I hate to be a buzzkill — actually, I don’t — but it’s worth grounding that study in a few basic facts. First, the impact to GDP is almost entirely a function of the massive spending it would involve — an estimated $41 billion on the pipeline and more than $100 billion on the oil needed to fill it. I would gently suggest that we could achieve similar modeled impacts on employment and GDP if that money was spent on something else — the development of clean energy capacity, perhaps.
I’m going to be a lot less gentle about the magical thinking required here. The study only looks out to 2035, which is pretty convenient for a bunch of different reasons. First, it’s not even remotely clear that we would need a new pipeline before then, given the commitments already made to expand the Trans Mountain pipeline and Enbridge’s mainline.

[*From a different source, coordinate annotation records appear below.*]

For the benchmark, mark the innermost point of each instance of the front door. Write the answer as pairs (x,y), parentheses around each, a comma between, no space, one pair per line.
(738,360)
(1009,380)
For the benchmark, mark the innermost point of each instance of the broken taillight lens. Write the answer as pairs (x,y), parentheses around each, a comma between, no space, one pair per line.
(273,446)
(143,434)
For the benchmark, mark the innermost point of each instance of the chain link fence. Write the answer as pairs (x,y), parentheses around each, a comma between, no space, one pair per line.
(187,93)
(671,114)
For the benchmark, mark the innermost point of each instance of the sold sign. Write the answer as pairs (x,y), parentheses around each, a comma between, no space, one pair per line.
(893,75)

As former Kinder Morgan Canada CEO Ian Anderson explained on a recent podcast, those projects (which will add upwards of 600,000 barrels per day of capacity) would meet supply growth needs out to 2035. And that’s before accounting for the renewed interest in finishing the work on Keystone XL, which would add another 510,000 barrels per day.

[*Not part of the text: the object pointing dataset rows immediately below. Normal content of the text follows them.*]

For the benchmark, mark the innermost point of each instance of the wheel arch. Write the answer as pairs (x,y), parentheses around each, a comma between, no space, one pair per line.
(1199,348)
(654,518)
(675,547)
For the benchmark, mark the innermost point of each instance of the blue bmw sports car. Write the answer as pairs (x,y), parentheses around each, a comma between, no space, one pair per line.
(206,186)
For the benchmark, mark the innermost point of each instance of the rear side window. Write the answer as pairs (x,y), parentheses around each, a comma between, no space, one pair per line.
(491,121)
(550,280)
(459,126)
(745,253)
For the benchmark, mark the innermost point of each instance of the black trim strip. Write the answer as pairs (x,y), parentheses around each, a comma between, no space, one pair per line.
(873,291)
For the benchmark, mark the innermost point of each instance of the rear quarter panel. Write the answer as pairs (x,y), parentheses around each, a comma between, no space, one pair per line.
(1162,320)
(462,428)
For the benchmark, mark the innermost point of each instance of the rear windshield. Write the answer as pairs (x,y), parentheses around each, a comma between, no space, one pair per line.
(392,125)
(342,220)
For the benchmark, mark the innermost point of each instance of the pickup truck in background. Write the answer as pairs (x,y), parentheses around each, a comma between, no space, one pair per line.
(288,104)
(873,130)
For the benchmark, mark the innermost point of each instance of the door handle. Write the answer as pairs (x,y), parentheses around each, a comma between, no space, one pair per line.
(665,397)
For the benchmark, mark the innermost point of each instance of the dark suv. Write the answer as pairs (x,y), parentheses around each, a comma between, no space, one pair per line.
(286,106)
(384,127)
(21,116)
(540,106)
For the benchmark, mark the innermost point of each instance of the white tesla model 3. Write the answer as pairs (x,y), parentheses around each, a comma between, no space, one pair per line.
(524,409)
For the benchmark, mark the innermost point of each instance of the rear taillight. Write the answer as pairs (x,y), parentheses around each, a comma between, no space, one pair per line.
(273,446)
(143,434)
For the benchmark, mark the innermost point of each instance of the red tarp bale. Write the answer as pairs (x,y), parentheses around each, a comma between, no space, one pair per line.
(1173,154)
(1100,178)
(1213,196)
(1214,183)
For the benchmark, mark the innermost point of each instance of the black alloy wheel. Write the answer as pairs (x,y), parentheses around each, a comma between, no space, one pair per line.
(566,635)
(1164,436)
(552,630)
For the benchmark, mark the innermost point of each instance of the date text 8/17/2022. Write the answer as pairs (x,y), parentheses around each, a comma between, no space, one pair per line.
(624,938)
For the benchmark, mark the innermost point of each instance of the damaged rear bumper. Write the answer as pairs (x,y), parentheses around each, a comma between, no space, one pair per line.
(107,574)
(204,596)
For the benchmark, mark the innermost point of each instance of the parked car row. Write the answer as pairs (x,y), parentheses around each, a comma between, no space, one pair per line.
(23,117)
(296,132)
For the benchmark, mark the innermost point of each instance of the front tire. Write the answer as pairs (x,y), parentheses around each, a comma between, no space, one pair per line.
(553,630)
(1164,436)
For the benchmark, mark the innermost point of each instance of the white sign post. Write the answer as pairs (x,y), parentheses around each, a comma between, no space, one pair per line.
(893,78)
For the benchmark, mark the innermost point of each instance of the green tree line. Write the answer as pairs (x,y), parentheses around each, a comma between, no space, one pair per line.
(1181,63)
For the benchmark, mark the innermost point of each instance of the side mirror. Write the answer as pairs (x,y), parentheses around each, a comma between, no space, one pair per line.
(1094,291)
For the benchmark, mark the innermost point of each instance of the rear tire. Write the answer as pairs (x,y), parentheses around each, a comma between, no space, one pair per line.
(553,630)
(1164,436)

Any new West Coast pipeline, then, would be a bet on long-term oil demand past 2035. I have no doubt that this is a bet Smith and Hodgson are more than happy to make — perhaps even with taxpayer dollars. But I have all sorts of doubts that it’s one the oil companies involved would actually be interested in. In order to add that much oil to the market that quickly, they would need to commission a bunch of projects with marginal economics — ones that require $70 per barrel or higher to break even. By the time they actually come online, simply breaking even might be the best they could hope for.
It’s worth remembering that it was just over a decade ago, when it seemed like oil prices were destined to stay above $100 per barrel and those oil companies were commissioning the last of their most expensive oil sands projects, that OPEC last decided to crash the market. A mere 1.5 million barrel per day oversupply in a market where 94 million barrels per day were being consumed smashed prices down below $30 per barrel and held them below $60 per barrel for years. The aforementioned 5.25 million barrels of predicted demand destruction due to EVs — never mind the impact of significantly higher oil prices —has the same effect as 5.25 million barrels of new production: it crushes prices. In that sort of price environment, any new projects sanctioned today in order to satisfy the premier’s pipeline dreams would be underwater in short order.
I would invite the senior executives at these companies to imagine what OPEC countries like Saudi Arabia will do with their ultra-low cost supply (which can often be extracted for less than $10 per barrel) once it becomes clear that global demand is indeed in terminal decline. Will they continue to withhold barrels, as they have in the past, in order to keep prices higher? Or will they produce as many as possible in a race to get them out of the ground before the demand declines even further?
These are all questions that deserve a hearing as Canada’s leaders discuss the prospect of new pipelines and potentially more publicly funded support for them. Instead, they’re being buried — deliberately — under a mountain of wishcasting, hopium and willful blindness. If politicians, like generals, have a tendency to fight the last war, as former US ambassador John Bolton once said, ours seem particularly determined to lose the next one in the process.